In premarketing clinical trials, 2 patients are known to have developed a serious cutaneous systemic illness. In neither patient was there an unequivocal diagnosis, but one was considered to have a leukocytoclastic vasculitis, and the other, a severe desquamating syndrome that was considered variously to be a vasculitis or erythema multiforme. Other patients have had systemic syndromes suggestive of serum sickness.

Since the introduction of fluoxetine, systemic reactions, possibly related to vasculitis and including lupus-like syndrome, have developed in patients with rash. Although these reactions are rare, they may be serious, involving the lung, kidney, or liver. Death has been reported to occur in association with these systemic reactions.

Anaphylactoid reactions, including bronchospasm, angioedema, laryngospasm, and urticaria alone and in combination, have been reported.

Pulmonary reactions, including inflammatory processes of varying histopathology and/or fibrosis, have been reported rarely. These reactions have occurred with dyspnea as the only preceding symptom.
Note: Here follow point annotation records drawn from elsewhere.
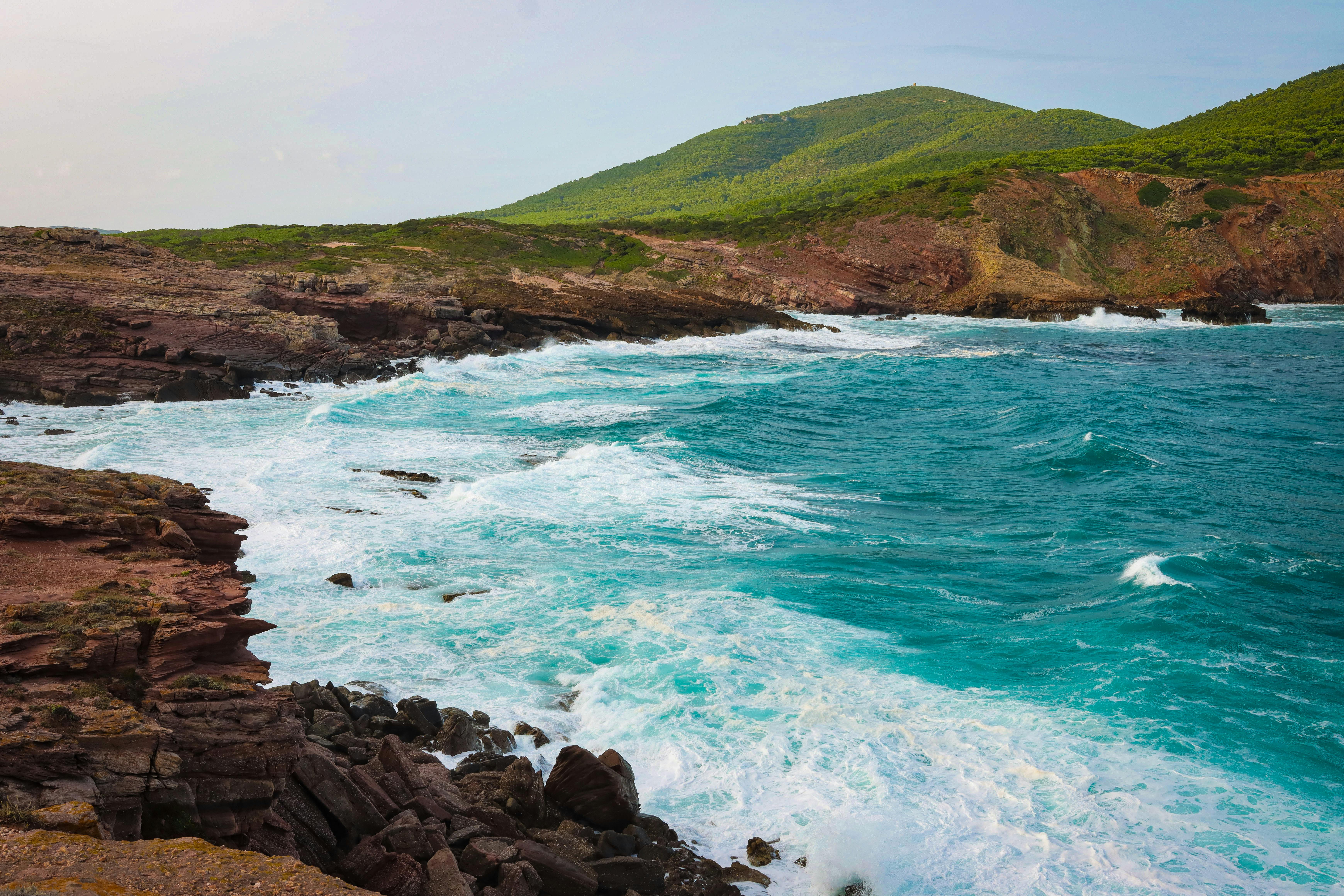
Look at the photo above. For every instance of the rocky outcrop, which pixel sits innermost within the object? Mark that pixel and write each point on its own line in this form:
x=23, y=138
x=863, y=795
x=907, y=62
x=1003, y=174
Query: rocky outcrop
x=1046, y=248
x=139, y=715
x=1220, y=310
x=91, y=320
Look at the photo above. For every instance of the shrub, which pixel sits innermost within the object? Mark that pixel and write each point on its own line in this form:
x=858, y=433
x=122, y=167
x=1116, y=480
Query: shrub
x=1197, y=221
x=1154, y=194
x=128, y=687
x=60, y=718
x=191, y=680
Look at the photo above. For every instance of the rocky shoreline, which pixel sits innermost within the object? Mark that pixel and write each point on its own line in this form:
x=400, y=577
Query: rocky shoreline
x=92, y=320
x=134, y=711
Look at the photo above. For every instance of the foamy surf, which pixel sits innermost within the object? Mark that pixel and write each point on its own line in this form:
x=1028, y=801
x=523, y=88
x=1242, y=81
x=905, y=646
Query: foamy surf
x=807, y=585
x=1147, y=573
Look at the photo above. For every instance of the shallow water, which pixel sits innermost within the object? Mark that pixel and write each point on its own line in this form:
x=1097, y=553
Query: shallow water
x=954, y=606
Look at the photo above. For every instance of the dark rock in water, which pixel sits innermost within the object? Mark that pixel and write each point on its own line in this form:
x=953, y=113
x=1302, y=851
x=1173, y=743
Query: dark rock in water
x=527, y=794
x=656, y=828
x=519, y=879
x=194, y=387
x=457, y=735
x=409, y=476
x=455, y=596
x=601, y=790
x=566, y=846
x=540, y=738
x=760, y=852
x=445, y=879
x=560, y=876
x=612, y=844
x=423, y=714
x=373, y=706
x=1218, y=310
x=628, y=872
x=738, y=874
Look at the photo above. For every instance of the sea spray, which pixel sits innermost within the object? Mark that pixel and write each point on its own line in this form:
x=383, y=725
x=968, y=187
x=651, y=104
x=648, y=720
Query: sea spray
x=941, y=605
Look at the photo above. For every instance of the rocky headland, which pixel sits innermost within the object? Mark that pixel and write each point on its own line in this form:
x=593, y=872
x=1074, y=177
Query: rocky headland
x=93, y=320
x=1053, y=248
x=132, y=710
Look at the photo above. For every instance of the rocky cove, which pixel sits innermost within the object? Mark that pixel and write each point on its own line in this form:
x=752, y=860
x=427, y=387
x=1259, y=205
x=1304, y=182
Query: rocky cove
x=134, y=711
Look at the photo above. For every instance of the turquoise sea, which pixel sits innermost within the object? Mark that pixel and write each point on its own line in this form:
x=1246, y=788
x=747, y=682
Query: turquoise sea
x=951, y=606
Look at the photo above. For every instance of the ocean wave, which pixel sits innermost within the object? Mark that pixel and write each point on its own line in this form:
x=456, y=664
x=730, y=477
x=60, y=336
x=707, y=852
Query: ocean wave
x=1147, y=573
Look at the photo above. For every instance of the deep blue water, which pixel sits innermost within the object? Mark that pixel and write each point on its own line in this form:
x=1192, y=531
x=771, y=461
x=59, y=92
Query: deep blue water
x=952, y=606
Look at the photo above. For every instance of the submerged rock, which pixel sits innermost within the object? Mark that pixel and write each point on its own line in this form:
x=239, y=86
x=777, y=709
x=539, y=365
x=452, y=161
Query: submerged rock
x=761, y=852
x=1220, y=310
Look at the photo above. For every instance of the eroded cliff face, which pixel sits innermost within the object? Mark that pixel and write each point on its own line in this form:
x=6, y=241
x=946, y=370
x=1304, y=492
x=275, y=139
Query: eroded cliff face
x=1046, y=246
x=88, y=320
x=131, y=710
x=116, y=586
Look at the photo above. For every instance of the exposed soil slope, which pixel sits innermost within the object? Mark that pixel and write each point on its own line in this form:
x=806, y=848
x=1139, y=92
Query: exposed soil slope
x=1044, y=246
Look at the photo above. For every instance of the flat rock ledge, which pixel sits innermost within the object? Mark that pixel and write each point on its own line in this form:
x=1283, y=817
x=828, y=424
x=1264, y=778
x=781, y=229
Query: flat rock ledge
x=135, y=734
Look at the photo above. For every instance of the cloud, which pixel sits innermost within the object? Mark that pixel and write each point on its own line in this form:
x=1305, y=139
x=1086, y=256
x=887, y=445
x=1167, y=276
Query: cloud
x=999, y=53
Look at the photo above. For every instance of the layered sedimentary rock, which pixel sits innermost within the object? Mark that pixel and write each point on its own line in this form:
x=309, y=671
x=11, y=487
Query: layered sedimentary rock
x=134, y=710
x=91, y=320
x=1045, y=248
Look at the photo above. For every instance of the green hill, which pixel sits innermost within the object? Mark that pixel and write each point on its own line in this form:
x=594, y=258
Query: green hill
x=1295, y=127
x=905, y=132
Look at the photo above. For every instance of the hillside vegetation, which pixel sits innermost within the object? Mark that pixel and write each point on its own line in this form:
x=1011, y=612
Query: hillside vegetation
x=908, y=131
x=1295, y=127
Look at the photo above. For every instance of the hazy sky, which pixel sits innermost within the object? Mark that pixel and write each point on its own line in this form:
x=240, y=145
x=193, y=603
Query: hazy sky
x=151, y=113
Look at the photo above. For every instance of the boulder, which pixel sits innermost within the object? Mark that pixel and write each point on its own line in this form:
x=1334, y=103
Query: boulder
x=518, y=879
x=483, y=856
x=600, y=790
x=627, y=872
x=423, y=714
x=365, y=781
x=760, y=852
x=75, y=817
x=527, y=794
x=397, y=758
x=338, y=794
x=405, y=835
x=174, y=537
x=373, y=706
x=568, y=846
x=612, y=844
x=560, y=876
x=1220, y=310
x=330, y=725
x=193, y=387
x=444, y=878
x=740, y=874
x=457, y=735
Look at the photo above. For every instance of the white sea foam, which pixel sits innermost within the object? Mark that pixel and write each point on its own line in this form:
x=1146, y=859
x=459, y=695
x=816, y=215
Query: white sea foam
x=1147, y=572
x=742, y=715
x=579, y=413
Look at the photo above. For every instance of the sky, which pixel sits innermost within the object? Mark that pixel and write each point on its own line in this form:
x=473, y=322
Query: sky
x=131, y=115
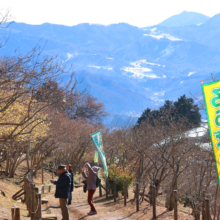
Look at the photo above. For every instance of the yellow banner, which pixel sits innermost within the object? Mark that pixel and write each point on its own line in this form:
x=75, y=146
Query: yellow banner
x=211, y=94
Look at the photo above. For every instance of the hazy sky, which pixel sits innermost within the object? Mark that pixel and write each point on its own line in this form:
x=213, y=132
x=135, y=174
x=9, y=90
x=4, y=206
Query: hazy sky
x=140, y=13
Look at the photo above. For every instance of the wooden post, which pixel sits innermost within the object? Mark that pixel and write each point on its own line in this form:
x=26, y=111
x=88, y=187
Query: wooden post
x=203, y=205
x=38, y=214
x=100, y=191
x=137, y=197
x=115, y=193
x=175, y=204
x=35, y=207
x=154, y=201
x=125, y=193
x=15, y=213
x=106, y=186
x=32, y=201
x=207, y=212
x=42, y=174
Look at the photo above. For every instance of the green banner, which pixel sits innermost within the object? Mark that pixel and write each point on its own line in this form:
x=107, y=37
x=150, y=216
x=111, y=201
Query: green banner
x=97, y=140
x=96, y=159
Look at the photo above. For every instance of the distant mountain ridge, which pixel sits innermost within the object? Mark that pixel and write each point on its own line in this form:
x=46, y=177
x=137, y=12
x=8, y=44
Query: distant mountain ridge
x=185, y=19
x=126, y=67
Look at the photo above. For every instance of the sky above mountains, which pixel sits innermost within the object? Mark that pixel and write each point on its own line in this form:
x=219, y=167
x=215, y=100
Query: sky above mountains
x=140, y=13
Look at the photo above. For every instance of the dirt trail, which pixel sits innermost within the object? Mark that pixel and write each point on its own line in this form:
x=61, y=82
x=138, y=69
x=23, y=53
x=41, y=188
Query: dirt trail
x=79, y=208
x=108, y=210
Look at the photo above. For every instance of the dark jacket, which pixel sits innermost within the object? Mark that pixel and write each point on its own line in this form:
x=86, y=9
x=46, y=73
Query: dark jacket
x=63, y=185
x=72, y=181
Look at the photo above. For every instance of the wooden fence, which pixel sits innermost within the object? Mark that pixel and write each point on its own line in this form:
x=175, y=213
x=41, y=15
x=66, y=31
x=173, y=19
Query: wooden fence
x=140, y=196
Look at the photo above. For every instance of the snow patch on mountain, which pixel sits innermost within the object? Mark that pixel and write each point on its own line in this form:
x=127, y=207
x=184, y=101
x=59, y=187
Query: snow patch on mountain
x=140, y=71
x=167, y=36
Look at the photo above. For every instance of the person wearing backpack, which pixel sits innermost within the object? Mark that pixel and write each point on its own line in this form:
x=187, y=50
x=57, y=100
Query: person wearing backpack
x=91, y=185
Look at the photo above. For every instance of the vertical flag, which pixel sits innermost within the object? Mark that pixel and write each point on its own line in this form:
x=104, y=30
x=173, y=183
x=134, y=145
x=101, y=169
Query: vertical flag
x=97, y=140
x=96, y=159
x=211, y=94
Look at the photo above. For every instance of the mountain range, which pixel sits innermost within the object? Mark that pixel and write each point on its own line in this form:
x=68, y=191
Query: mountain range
x=128, y=68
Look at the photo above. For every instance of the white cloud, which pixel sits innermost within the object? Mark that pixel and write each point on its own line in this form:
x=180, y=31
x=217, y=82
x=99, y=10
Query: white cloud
x=190, y=73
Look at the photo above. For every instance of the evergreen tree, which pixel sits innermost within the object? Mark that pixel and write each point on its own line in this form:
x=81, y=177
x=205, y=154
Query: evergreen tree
x=183, y=108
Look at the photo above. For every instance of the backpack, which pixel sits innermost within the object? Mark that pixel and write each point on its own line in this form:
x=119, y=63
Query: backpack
x=98, y=181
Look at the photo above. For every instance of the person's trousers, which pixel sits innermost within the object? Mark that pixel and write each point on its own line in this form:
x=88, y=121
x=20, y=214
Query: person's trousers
x=90, y=199
x=70, y=198
x=64, y=208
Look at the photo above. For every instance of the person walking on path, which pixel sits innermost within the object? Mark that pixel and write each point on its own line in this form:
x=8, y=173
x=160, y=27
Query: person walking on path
x=62, y=190
x=69, y=168
x=91, y=185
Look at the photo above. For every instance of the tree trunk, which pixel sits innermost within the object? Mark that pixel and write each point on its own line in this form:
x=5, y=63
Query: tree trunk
x=169, y=201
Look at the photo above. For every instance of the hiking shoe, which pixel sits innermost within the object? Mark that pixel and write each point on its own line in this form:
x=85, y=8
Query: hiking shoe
x=92, y=213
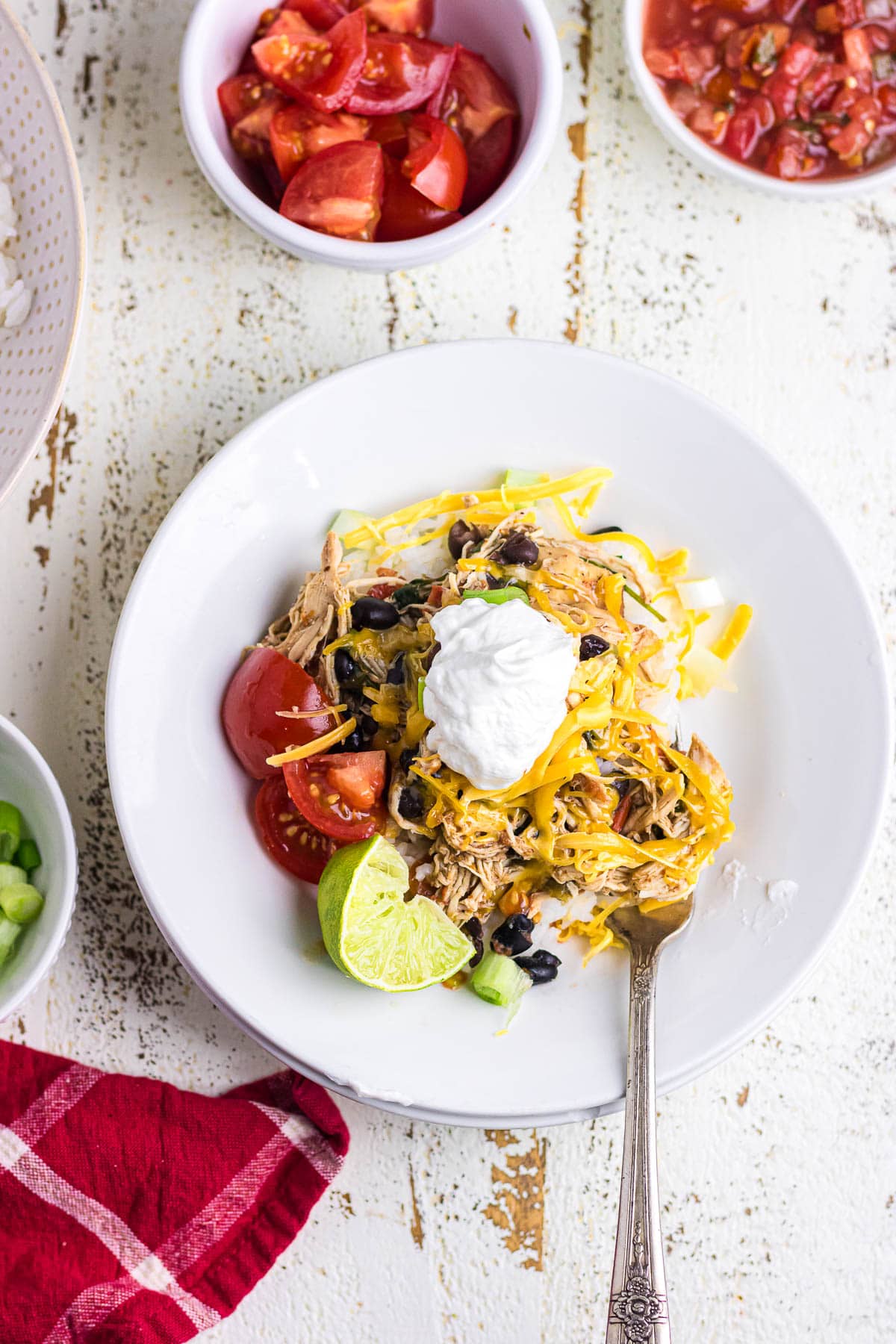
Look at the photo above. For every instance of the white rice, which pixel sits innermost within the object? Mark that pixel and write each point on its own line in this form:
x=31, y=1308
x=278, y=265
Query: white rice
x=15, y=300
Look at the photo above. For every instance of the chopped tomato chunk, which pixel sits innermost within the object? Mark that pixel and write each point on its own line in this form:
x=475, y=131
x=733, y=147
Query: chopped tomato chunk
x=317, y=69
x=399, y=15
x=296, y=134
x=401, y=72
x=339, y=191
x=857, y=49
x=406, y=211
x=435, y=161
x=340, y=794
x=320, y=13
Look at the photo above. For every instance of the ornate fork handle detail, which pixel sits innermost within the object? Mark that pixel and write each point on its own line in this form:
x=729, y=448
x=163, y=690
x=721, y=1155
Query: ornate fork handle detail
x=638, y=1312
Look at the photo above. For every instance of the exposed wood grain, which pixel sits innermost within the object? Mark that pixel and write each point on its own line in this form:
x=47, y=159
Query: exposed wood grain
x=193, y=327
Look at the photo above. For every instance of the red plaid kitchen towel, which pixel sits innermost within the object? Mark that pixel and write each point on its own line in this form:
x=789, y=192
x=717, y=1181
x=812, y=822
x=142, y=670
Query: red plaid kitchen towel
x=132, y=1213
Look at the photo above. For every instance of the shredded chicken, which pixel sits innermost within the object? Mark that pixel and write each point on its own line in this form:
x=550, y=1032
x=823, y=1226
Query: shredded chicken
x=319, y=615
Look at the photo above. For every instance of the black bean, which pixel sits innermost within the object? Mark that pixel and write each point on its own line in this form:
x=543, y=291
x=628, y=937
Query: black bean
x=473, y=929
x=541, y=967
x=519, y=549
x=514, y=936
x=460, y=537
x=410, y=804
x=591, y=647
x=373, y=613
x=344, y=665
x=395, y=675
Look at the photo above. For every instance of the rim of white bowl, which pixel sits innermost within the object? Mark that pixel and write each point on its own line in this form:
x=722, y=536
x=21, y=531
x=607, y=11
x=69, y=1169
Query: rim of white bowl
x=548, y=1116
x=60, y=385
x=714, y=161
x=340, y=252
x=60, y=914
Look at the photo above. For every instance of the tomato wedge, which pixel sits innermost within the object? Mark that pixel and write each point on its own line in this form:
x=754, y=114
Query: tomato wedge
x=398, y=15
x=435, y=161
x=487, y=161
x=242, y=94
x=484, y=112
x=290, y=25
x=406, y=211
x=474, y=97
x=265, y=683
x=340, y=794
x=320, y=13
x=339, y=191
x=317, y=69
x=289, y=839
x=390, y=132
x=250, y=137
x=399, y=73
x=296, y=134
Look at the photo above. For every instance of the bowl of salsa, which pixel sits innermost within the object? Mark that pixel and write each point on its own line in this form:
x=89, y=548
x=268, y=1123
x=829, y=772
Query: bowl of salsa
x=797, y=97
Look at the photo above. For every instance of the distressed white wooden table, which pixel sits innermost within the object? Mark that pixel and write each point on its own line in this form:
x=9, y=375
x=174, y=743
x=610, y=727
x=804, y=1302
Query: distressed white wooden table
x=778, y=1169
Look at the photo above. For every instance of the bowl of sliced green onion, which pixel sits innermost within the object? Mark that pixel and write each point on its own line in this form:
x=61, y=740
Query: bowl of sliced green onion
x=38, y=867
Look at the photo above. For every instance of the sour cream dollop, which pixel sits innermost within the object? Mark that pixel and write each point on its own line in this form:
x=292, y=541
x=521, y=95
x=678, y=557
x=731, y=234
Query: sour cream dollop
x=496, y=691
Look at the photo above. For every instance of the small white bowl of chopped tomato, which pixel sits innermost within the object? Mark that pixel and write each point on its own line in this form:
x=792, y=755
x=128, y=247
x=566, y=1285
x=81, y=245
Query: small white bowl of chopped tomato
x=794, y=97
x=371, y=134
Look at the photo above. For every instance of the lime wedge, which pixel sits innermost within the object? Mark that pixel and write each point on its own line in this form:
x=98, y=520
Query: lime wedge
x=373, y=933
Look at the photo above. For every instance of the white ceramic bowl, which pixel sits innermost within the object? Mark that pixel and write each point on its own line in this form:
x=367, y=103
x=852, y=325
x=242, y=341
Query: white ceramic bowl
x=52, y=250
x=711, y=159
x=27, y=781
x=514, y=35
x=228, y=559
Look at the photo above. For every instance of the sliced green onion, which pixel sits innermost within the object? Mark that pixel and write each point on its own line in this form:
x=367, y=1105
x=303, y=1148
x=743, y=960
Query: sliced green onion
x=10, y=831
x=499, y=980
x=8, y=937
x=645, y=605
x=20, y=902
x=628, y=589
x=348, y=520
x=11, y=874
x=514, y=477
x=497, y=596
x=413, y=593
x=28, y=855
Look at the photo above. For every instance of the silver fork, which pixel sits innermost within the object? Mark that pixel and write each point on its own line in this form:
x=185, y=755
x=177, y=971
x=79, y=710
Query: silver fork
x=638, y=1308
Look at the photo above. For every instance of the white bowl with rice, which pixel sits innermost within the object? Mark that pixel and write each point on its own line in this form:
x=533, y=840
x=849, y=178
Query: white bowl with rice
x=42, y=252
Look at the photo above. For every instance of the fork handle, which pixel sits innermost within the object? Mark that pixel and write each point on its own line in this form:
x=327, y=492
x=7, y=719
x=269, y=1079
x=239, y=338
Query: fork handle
x=638, y=1310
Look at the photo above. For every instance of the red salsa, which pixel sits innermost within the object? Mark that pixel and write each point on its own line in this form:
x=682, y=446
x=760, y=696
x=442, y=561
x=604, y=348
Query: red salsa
x=790, y=87
x=358, y=125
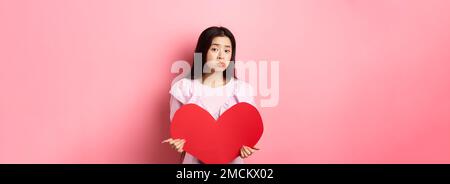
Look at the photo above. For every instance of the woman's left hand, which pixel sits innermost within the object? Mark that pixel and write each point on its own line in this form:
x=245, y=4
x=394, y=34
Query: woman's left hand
x=247, y=151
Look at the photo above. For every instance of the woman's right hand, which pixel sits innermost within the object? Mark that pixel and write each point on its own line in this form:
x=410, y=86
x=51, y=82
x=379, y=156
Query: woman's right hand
x=176, y=144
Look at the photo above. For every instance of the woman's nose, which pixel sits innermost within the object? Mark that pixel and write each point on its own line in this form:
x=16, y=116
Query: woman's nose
x=220, y=55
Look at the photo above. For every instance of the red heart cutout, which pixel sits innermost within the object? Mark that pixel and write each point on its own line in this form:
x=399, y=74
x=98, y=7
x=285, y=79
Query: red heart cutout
x=217, y=142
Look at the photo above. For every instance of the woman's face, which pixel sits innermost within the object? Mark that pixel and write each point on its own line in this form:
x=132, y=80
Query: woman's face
x=219, y=54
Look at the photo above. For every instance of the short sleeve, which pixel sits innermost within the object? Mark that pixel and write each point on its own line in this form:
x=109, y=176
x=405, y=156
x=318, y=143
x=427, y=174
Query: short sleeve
x=180, y=90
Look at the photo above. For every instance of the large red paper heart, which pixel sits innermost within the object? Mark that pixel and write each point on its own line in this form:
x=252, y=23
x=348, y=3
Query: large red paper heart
x=217, y=142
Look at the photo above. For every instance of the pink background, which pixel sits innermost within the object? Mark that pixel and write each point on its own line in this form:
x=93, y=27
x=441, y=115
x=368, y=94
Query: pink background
x=86, y=81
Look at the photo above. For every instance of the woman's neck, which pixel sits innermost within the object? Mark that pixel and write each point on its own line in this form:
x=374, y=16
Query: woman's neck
x=214, y=79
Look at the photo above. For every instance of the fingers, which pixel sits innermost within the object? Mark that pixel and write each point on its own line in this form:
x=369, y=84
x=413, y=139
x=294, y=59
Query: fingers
x=179, y=145
x=247, y=151
x=176, y=144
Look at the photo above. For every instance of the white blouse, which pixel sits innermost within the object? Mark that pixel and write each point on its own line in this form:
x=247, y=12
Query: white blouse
x=214, y=100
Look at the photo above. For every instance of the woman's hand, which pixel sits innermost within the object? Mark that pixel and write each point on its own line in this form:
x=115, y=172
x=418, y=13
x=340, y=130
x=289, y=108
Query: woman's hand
x=247, y=151
x=176, y=144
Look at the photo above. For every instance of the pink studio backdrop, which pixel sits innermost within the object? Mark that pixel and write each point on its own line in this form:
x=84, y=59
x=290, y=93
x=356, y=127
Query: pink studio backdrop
x=86, y=81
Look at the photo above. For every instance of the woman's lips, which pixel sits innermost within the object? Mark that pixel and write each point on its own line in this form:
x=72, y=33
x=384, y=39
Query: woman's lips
x=221, y=64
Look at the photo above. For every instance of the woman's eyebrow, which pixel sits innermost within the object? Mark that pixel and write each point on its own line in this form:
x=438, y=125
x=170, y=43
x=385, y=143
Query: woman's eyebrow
x=220, y=44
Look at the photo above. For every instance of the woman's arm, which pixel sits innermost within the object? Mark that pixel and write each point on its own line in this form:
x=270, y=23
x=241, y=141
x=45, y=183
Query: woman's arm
x=177, y=144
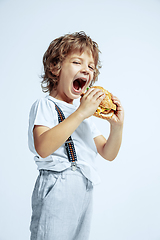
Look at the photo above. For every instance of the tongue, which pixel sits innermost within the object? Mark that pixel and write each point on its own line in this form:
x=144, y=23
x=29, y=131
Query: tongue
x=76, y=85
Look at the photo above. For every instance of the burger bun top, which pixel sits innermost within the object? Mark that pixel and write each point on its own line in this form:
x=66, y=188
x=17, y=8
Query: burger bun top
x=107, y=101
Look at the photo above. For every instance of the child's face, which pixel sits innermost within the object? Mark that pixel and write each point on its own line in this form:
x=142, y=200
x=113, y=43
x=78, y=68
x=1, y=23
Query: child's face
x=76, y=75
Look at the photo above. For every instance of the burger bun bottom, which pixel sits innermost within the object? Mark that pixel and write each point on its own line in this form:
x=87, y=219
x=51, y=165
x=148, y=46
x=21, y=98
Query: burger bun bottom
x=104, y=116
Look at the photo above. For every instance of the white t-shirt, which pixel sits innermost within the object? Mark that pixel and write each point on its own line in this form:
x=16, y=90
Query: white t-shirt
x=43, y=113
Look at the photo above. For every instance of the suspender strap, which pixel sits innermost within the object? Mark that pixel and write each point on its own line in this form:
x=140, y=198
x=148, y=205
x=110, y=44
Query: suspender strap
x=72, y=157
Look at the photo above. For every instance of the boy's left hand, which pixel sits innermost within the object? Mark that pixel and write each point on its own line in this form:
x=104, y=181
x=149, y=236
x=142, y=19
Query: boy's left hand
x=118, y=116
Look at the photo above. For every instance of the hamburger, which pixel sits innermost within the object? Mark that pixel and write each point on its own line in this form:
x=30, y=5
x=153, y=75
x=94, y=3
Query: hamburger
x=106, y=108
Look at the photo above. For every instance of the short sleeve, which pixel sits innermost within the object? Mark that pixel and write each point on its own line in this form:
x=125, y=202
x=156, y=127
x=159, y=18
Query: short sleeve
x=42, y=113
x=94, y=129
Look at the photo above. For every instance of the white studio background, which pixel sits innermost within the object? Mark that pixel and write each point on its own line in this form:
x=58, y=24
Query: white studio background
x=127, y=202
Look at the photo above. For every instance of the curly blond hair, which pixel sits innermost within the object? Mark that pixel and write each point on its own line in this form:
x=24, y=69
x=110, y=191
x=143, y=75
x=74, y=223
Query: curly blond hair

Whether these systemic reactions and rash have a common underlying cause or are due to different etiologies or pathogenic processes is not known. Furthermore, a specific underlying immunologic basis for these reactions has not been identified. Upon the appearance of rash or of other possibly allergic phenomena for which an alternative etiology cannot be identified, fluoxetine should be discontinued.